Новый безымянный балет шел с аншлагами,
только завсегдатаи амфитеатра в Хеллерау не понимали, почему их в этот раз не пустили сидеть на ступеньках. Зато те, кто вошел в зал по билетам, оказались соседями смешных людей в вязанных шапочках яркой раскраски.
Это были разного рода интерпретаторы, как выяснилось потом, которые постоянно вскакивали с мест и вмешивались в театральный процесс.
А началось все с того, как два американских постановщика мюзиклов, или какие-то продюсеры сидели в режиссерской, уткнувшись в свои элегантные макбуки. Время от времени они тихо, но в рифму переговаривались по-английски — обсуждали опыты Петера Селларса с Шекспиром.
На заднем плане откуда ни возьмись возникла девушка, экспериментирующая в стиле позднего Форсайта, когда неслышные кошачьи движения рождаются одно из другого и кажется, что только так человеку велят двигаться его мышцы и суставы.
Между тем разговор двух мужчин в креслах превращается в пение хором — отчетливо слышен ритмичный рефрен из «Гамлета» «to be or not to be».
В комнатку заходит «вязаная шапочка» с лиловой мандолиной и разоряет мужскую спевку отборным кудахтаньем.
Она подсаживается за столик к деловитой парочке и излагает свое дело на птичьем языке.

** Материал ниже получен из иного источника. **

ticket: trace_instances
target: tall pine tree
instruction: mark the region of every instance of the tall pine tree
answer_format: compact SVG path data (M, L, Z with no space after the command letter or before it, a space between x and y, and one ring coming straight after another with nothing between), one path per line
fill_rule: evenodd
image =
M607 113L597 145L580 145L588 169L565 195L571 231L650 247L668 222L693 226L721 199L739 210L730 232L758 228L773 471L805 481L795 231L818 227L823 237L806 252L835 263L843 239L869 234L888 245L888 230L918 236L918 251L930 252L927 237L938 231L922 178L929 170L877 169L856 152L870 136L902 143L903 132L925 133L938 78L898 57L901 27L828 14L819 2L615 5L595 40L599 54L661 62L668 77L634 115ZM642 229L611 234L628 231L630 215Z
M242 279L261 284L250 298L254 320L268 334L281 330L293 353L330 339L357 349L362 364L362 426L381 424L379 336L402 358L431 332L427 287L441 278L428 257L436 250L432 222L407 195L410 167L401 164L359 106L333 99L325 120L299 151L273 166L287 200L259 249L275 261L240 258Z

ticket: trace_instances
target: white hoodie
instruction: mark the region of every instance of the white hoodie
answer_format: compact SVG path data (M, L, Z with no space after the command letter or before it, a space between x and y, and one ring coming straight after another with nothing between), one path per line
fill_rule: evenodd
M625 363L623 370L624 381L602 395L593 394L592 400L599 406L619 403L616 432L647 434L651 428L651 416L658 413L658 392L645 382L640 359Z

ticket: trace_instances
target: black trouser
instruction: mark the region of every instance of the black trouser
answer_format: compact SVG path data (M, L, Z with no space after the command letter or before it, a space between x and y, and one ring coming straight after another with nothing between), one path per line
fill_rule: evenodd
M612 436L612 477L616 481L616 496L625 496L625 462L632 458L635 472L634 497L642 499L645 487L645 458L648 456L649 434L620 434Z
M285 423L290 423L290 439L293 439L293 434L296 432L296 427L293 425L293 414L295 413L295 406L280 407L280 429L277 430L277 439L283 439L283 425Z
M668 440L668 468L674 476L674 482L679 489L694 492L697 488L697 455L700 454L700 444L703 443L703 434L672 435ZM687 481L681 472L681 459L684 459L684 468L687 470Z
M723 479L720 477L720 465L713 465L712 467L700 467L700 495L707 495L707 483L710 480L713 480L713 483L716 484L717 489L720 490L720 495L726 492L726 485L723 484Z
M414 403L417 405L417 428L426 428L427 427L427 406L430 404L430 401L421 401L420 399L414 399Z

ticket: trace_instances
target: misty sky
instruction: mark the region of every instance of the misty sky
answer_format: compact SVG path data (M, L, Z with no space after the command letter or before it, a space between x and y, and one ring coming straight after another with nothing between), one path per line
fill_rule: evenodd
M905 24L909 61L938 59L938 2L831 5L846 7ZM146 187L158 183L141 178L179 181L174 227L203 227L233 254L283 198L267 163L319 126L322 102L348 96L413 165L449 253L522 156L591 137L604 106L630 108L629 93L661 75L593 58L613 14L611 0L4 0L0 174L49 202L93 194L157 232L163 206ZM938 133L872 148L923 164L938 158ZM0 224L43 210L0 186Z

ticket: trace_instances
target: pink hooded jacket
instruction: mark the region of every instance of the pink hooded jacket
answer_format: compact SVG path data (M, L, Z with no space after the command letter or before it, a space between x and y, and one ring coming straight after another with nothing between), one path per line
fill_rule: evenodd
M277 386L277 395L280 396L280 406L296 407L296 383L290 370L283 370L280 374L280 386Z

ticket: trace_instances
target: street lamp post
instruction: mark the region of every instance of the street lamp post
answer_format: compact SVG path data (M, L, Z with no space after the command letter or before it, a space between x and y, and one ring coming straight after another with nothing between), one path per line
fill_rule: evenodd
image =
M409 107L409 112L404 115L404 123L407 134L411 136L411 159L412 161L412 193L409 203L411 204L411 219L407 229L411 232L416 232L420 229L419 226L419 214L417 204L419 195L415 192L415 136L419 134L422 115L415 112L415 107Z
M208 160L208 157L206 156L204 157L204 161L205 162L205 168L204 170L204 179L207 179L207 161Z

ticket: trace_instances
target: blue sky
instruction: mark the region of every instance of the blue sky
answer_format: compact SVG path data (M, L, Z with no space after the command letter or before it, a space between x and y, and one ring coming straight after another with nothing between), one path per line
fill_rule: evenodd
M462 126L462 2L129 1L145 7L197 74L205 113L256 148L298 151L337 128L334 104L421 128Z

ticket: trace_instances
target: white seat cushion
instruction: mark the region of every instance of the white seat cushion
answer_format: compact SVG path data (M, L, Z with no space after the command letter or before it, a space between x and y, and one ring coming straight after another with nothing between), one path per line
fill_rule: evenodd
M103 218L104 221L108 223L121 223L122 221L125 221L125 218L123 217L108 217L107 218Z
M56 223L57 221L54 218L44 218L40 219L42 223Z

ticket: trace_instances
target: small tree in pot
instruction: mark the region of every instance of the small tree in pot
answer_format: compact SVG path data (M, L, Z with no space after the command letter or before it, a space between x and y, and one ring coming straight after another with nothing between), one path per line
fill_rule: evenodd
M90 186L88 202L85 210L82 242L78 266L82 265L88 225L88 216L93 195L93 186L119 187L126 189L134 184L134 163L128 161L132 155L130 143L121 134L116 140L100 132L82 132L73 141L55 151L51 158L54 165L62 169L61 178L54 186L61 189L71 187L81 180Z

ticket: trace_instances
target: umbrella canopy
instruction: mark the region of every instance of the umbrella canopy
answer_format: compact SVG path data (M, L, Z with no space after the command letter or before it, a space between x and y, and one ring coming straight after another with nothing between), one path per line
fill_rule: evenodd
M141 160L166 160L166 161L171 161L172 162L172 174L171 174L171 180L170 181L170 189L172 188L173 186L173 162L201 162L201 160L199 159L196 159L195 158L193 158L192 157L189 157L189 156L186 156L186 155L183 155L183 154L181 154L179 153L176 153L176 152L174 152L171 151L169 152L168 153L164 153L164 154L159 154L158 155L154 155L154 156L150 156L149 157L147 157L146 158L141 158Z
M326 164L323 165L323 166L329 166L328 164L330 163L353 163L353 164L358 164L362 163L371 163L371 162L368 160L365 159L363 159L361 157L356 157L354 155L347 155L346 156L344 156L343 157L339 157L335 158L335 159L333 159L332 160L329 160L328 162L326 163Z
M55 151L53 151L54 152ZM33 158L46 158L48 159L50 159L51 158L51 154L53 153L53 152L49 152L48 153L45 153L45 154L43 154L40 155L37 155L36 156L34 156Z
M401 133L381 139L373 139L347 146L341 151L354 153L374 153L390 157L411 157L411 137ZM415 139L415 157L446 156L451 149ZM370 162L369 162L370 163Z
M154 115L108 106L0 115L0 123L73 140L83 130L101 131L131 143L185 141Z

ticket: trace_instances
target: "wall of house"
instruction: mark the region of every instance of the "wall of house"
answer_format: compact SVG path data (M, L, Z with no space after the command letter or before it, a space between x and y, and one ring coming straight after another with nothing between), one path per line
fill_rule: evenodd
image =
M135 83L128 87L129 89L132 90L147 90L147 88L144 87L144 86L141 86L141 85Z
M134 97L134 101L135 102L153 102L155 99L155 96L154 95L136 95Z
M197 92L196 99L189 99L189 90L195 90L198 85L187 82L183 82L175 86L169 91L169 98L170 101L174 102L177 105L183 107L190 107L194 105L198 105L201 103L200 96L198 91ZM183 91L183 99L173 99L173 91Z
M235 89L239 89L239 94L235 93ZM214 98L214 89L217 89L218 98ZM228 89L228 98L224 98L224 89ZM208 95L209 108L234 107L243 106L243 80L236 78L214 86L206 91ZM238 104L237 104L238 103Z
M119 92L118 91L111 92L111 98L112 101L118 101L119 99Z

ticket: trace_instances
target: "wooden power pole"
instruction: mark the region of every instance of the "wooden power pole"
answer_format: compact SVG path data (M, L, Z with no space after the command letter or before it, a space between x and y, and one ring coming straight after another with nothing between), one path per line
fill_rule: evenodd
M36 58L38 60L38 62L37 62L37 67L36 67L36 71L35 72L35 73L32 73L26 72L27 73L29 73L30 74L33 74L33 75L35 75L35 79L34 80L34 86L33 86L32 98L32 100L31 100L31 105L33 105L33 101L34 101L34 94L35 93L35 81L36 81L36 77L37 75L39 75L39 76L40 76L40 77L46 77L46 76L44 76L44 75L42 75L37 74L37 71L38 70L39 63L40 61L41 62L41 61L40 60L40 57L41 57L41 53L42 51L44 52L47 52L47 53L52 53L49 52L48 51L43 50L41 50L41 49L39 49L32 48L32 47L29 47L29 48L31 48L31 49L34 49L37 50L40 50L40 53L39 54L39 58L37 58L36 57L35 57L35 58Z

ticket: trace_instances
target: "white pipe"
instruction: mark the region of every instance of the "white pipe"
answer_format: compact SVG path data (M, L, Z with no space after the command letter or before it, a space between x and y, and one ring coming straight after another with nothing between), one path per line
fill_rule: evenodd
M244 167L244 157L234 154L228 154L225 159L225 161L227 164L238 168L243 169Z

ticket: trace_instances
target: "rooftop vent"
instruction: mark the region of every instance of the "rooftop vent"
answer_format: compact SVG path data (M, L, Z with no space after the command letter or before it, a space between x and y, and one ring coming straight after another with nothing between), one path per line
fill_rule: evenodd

Мужчины, услышав ее необычную речь, и не собираются удивляться — через пару минут они перенимают ее язык и переговариваются на нем между собой, не замечая, что членораздельные звуки исчезли, а они продолжают друг друга понимать.
Из зрительских рядов к ним спрыгнул еще один носитель странного театрального языка — с бородой и в этническом наряде.
Потом две танцовщицы выходят на самую авансцену и начинают, приплясывая в такт, петь — по-русски
(у Форсайта в труппе работает несколько русскоязычных артистов).
Сначала это — «Ой цветет калина», потом «Прекрасное далеко». Словно ты в Москве на спектакле К. Богомолова. И снова — полное взаимопонимание с другими участниками действа на сцене (сцена — это громко сказано про Хеллерау, вернее говорить — пространство перед амфитеатром, где выступают актеры, совершенно плоское).
Колоритный негр присоединяется к танцовщице,
которая так и продолжает свои пластические экзерсисы позади продюсерской.
За кулисами слышно фортепиано — отчетливо узнаваемый Бах. Несколько появившихся балетных начинают танцевать под нее.
В какой-то момент на сцене оказываются все участники — поющие, квакающие, танцующие, разговаривающие.
«Киану Ривз, Дориан Грей, Тэтчер, Эдди Мёрфи, «быть или не быть» — твердят режиссеры и тут же перекладывают фразы на стихи и слаженно поют.
Форсайт устал от изолированности балета, устал от классики и техники.
Он реконструирует театр, цементируя кирпичики жанров общим языком ритма.
Этот ритм как эсператно, только лучше — его можно показать на пальцах, проговорить на словах, проквакать, спеть, станцевать.
Если ты истинный человек театра, тебя в любом случае поймут, и все будет хорошо. Но владение своим телом не отменяется — это необходимость для тех, кто работает с Биллом.